Atenea- oh dioses tanta desvergüenza detendría Ulises si estuviera presente, lo veo como la
primera vez que lo vi a la vuelta de Éfira, en donde pidió a Ilos veneno para sus flechas, el cual
negó, no así mi padre, es así como deseo ver a Ulises, pero dejemos esto a los dioses, ahora
óyeme bien Telémaco quiero que convoques a los aqueos y amenaces a los pretendientes para
que vuelvan a sus hogares, con respecto a tu madre, si desea un nuevo casamiento que regrese
donde su padre y en cuanto a ti vete en tus navíos en busca de noticias, ve primero a Pilos y luego
a Esparta a interrogar a Menelao, si oyes que tu padre está vivo aguarda un año, en el caso
contrario regresa a Ítaca para erigirle un túmulo, busca esposo a tu madre y luego busca la
manera de desaparecer a los pretendientes, se valiente para que en un futuro se hable de ti con
elogio así como el divino Orestes, ahora me marcho pues me aguardan, pero piensa en mis
palabras.

Telémaco- siento honestidad en tus palabras, no las olvidaré, pero ¿porqué la prisa? Quédate te
ofrezco otros deleites y te regalaré un valioso presente para que no te olvides de mi, así lo hago
con mis más queridos huéspedes.

Atenea- Tengo prisa, pero ese regalo que no dudo de su grandeza lo recibiré a la vuelta y te sabré
corresponder con otro digno. Luego de estas palabras la Diosa se elevó y desapareció cumpliendo
su objetivo de revitalizar el alma de Telémaco, reavivando el recuerdo de su padre. Mientras tanto
el mejor de los aedos cantaba sobre el regreso de Troya y las calamidades de Palas Atenea contra
los argivos, sin embargo Penélope quien se encontraba en lo alto de la casa bajo juntos a sus
doncellas pues no soportaba escuchar ese cántico, así descendió con lagrimas en sus mejillas y se
refirió al aedo- Femio te sabes otras muchas hazañas, canta alguna pero no sigas con ese relato
que trae tanta pena a mi alma y me hace recordar al héroe Ulises.

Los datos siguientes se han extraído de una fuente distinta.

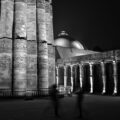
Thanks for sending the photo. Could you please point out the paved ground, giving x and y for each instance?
(94, 108)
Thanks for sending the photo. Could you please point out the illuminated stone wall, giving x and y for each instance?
(6, 24)
(27, 61)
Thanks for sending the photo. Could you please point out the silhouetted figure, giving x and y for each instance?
(55, 99)
(80, 101)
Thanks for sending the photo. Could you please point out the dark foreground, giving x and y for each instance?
(94, 108)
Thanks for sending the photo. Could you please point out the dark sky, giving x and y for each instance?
(92, 23)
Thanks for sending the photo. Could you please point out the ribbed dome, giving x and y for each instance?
(64, 40)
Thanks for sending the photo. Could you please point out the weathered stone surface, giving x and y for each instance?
(5, 45)
(41, 21)
(43, 65)
(20, 19)
(20, 63)
(31, 82)
(31, 20)
(6, 18)
(51, 64)
(32, 64)
(32, 47)
(41, 4)
(5, 71)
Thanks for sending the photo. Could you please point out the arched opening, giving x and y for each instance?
(61, 76)
(68, 73)
(97, 76)
(86, 78)
(76, 77)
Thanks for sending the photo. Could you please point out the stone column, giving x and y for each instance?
(42, 48)
(20, 47)
(81, 77)
(91, 77)
(57, 76)
(115, 77)
(65, 78)
(71, 78)
(6, 28)
(103, 77)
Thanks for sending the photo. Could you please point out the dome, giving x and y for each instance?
(64, 40)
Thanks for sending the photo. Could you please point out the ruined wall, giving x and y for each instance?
(27, 54)
(42, 46)
(50, 40)
(20, 47)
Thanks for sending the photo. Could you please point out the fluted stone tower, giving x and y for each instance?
(27, 53)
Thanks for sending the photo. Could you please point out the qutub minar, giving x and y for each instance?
(31, 61)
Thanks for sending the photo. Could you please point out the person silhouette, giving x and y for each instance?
(55, 99)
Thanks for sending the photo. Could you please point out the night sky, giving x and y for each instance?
(95, 24)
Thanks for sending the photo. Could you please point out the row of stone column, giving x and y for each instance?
(91, 78)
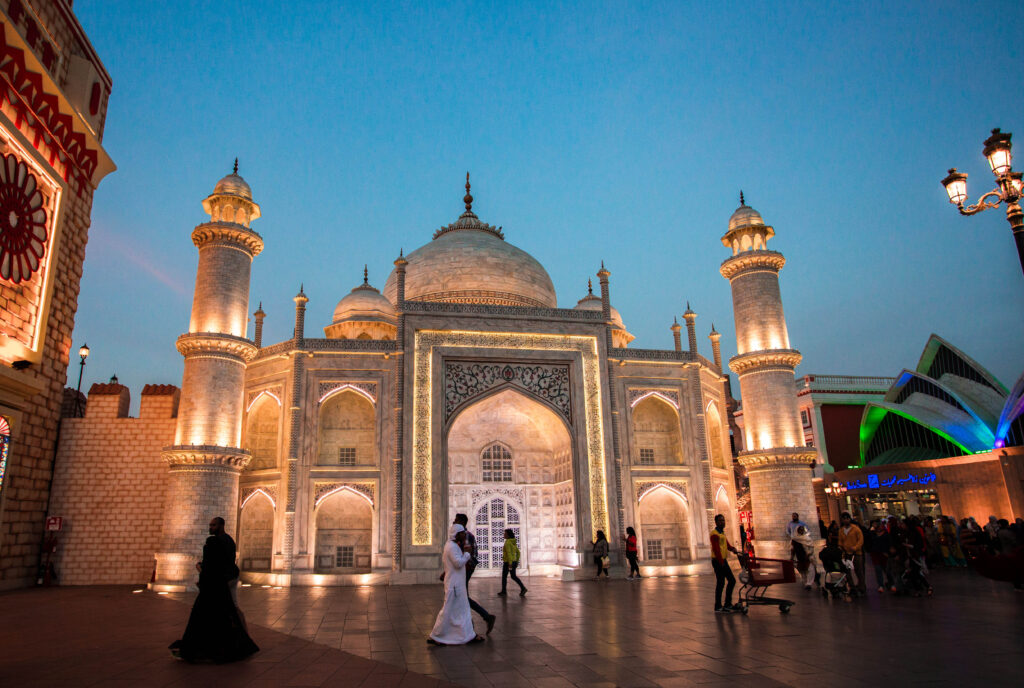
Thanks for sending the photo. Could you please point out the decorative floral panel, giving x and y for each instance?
(466, 380)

Telémaco- madre porque detienes al aedo si es Zeus quien establece el triste destino de los
aqueos, no censuremos a Femio. Es tu corazón quien debe resignarse, no es solo Ulises quien no
ha vuelto a su patria. Así perturbada por las palabras de Telémaco ascendió por las escaleras y
siguió su lamento hasta que encontró el sueño gracias a atenea.

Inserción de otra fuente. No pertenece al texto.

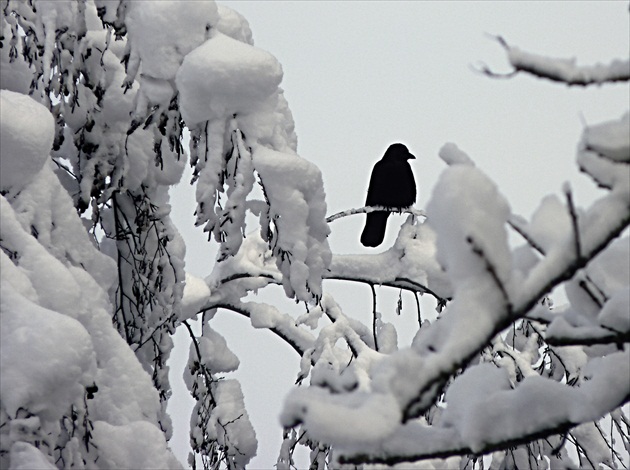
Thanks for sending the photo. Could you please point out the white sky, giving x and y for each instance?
(360, 75)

Telémaco se dirigió a los pretendientes - pretendientes dejemos de pensar en el festín y


disfrutemos al aedo ya que para mañana abandonaran mi casa, desde mañana celebraran los
festines en sus casas y comerán de los vuestro y si encuentran que estáis mejor aquí, yo aclamaré
a los dioses quienes los juzgaran por saquear a un hombre solo. Asombrados todos se dirigió
Antínoo a Telémaco- sean los dioses que te han enseñado hablar de tal forma, tan altivo o puede
también que sea el mismo Zeus quien evite que reines sobre Ítaca.
Telémaco- Antínoo, si Zeus me dio la realeza estoy dispuesto a ejercerla, pues reinar no es un
castigo, al contrario, trae riquezas y gratitud. Si ha padecido Ulises, entre aqueos jóvenes y
ancianos puede ser elegido el rey, aun así yo sigo siendo el rey de mi casa y de los esclavos que
dejó mi padre

Eurímaco- dejemos en manos de Zeus la decisión de quien reinara, por otra parte tú reina en tu
casa. Ahora quisiera saber más sobre tu huésped, ¿traía información de tu padre?

Telémaco- Eurímaco, yo se que las esperanzas de regreso de mi padre son pocas. Ese hombre era
Mentes, rey de tafos, anteriormente fue huésped de mi padre. Esto decía Telémaco aunque ya
sabía que Mentes era una diosa.

Llegó la noche y la oscuridad y al fin se marcharon todos, así también marcho Telémaco a su lecho
donde se encontraba su sirvienta Euriclea quien precedía a Telémaco con las antorchas pues era la
sirvienta que más lo quería. En su habitación se desvistió y paso su túnica a la anciana sirvienta y
entre las sabanas pensó toda la noche sobre los consejos que entrego atenea.